Face à un tel yohoi, la jorogumo Lady Daiseu a décidé de résoudre son problème en massacrant tout le village qui entretenait la créature. Elle fit raser Greenbriar et interroger tous ses habitants sous contrainte magique pour savoir s'ils croyaient au chasseur de Greenbriar. S'ils y croyaient, ils étaient tués ; sinon, ils étaient réinstallés de force dans un autre village du fief de Lady Daiseu.
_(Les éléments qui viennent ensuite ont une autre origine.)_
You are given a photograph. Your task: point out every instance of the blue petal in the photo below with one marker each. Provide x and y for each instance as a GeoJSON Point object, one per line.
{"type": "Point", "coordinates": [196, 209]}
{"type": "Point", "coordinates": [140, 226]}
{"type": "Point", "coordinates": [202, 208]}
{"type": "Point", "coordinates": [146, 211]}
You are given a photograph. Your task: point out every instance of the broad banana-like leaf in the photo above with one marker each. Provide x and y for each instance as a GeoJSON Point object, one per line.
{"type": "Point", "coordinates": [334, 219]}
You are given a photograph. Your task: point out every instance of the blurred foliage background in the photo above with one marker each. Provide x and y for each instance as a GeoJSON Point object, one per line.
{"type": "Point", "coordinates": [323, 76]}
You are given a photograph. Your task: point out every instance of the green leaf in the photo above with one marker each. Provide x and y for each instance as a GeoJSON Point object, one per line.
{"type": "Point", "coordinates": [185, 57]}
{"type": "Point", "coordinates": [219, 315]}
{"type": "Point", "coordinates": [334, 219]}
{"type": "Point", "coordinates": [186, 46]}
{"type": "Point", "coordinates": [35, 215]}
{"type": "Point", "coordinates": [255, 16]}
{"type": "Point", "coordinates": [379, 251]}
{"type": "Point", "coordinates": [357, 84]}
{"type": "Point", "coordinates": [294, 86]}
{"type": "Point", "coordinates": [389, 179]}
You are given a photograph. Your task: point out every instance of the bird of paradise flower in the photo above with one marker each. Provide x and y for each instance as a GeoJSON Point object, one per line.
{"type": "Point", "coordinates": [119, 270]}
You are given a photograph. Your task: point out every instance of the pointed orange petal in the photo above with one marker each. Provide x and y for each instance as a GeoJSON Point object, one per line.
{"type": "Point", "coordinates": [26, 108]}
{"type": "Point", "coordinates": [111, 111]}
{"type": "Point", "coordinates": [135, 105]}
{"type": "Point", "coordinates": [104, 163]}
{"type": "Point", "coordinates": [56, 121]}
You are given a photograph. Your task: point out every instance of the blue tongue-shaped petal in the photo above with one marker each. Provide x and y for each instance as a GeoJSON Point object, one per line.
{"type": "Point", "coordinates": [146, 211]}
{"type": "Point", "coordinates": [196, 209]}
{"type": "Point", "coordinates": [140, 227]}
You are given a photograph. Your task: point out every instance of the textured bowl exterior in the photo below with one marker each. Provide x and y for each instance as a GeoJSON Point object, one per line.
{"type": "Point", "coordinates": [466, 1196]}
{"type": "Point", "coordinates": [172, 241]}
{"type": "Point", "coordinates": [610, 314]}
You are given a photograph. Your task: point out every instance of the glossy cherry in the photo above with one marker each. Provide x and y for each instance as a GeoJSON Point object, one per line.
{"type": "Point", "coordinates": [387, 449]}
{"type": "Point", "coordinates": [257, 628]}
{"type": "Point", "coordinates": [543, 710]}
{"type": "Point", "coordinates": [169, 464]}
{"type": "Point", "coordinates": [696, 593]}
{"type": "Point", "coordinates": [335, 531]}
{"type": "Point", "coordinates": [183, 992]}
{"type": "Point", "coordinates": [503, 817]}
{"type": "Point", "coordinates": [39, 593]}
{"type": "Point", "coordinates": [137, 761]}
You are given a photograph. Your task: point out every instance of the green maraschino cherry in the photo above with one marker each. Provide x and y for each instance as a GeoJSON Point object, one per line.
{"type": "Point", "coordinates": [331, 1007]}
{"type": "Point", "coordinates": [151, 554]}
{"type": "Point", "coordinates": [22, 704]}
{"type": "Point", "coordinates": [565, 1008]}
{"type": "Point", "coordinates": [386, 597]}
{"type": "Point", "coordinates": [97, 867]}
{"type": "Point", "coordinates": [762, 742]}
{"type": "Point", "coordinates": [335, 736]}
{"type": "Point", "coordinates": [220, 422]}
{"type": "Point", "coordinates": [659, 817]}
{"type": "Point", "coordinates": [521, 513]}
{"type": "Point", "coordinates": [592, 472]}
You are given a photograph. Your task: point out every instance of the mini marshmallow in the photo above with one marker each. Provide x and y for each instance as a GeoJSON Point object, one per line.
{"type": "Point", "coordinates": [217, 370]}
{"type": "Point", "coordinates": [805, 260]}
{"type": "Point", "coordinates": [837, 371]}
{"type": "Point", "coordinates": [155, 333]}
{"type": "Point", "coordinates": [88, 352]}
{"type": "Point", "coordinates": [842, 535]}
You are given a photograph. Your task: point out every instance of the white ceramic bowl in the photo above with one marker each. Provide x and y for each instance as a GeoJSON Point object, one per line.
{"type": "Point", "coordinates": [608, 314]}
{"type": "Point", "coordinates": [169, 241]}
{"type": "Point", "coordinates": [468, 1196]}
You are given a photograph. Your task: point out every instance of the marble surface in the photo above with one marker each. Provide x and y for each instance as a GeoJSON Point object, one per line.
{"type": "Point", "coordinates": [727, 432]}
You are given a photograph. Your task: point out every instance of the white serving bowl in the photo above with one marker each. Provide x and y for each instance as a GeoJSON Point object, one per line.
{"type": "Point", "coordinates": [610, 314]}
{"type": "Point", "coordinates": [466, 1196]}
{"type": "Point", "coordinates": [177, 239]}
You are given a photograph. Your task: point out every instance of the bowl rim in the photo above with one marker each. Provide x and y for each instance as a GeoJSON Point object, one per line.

Si cette horrible atrocité a permis d'éradiquer le Chasseur de Greenbriar, elle a laissé une ruine noircie à la périphérie du territoire de Lady Daiseu. La cicatrice où se trouvait Greenbriar est devenue le Village des bâtons brisés. On dit qu'il est hanté non seulement par les ombres agitées des villageois qui y vivaient autrefois, mais aussi par un semblant spectral du chasseur de Greenbriar. La rumeur prétend que le cerveau, ou peut-être un nouveau qui revendique le manteau du Chasseur, se maintient grâce à la peur et à la misère des fantômes qui ont été assassinés pour lui.
Pire encore, le phénomène qui a donné naissance au Chasseur de Greenbriar reste inexploré et non résolu au cœur du village mort. Il y a des décennies, l'eau du puits central est devenue rouge sang. Ceux qui en buvaient se sont mis à avoir envie de viande crue et ont fini par se tourner vers le cannibalisme. La malédiction a été attribuée au chasseur de Greenbriar, et une nouvelle idée a vu le jour.
Le village étant détruit, Dame Daiseu jugea inutile de s'intéresser au puits contaminé, car plus personne n'y buvait, et la malédiction ne semblait pas s'être propagée au-delà des ruines. La princesse jorogumo tourna ses pensées vers d'autres choses, et le puits fut abandonné avec le reste du village des bâtons brisés.
Il est toujours là, entouré de mauvaises herbes et de cendres, un monument macabre qui montre comment les horreurs de Shenmen peuvent s'empiler et se transformer en spirale.[1]
LES RESTES D'UN ENFANT DU CERVEAU
Dans les rares cas où l'on tente d'éradiquer un enfant de la cervelle avec des méthodes telles que celles utilisées par Lady Daiseu, il peut en résulter un enfant de la cervelle mort-vivant inhabituel. Ces restes ont les mêmes capacités de base que tous les cerveaux, mais ils ont le trait de mort-vivant ainsi que la capacité défensive de guérison négative, et au lieu d'une faiblesse aux dégâts mentaux, ils ont une faiblesse égale aux dégâts positifs.[1]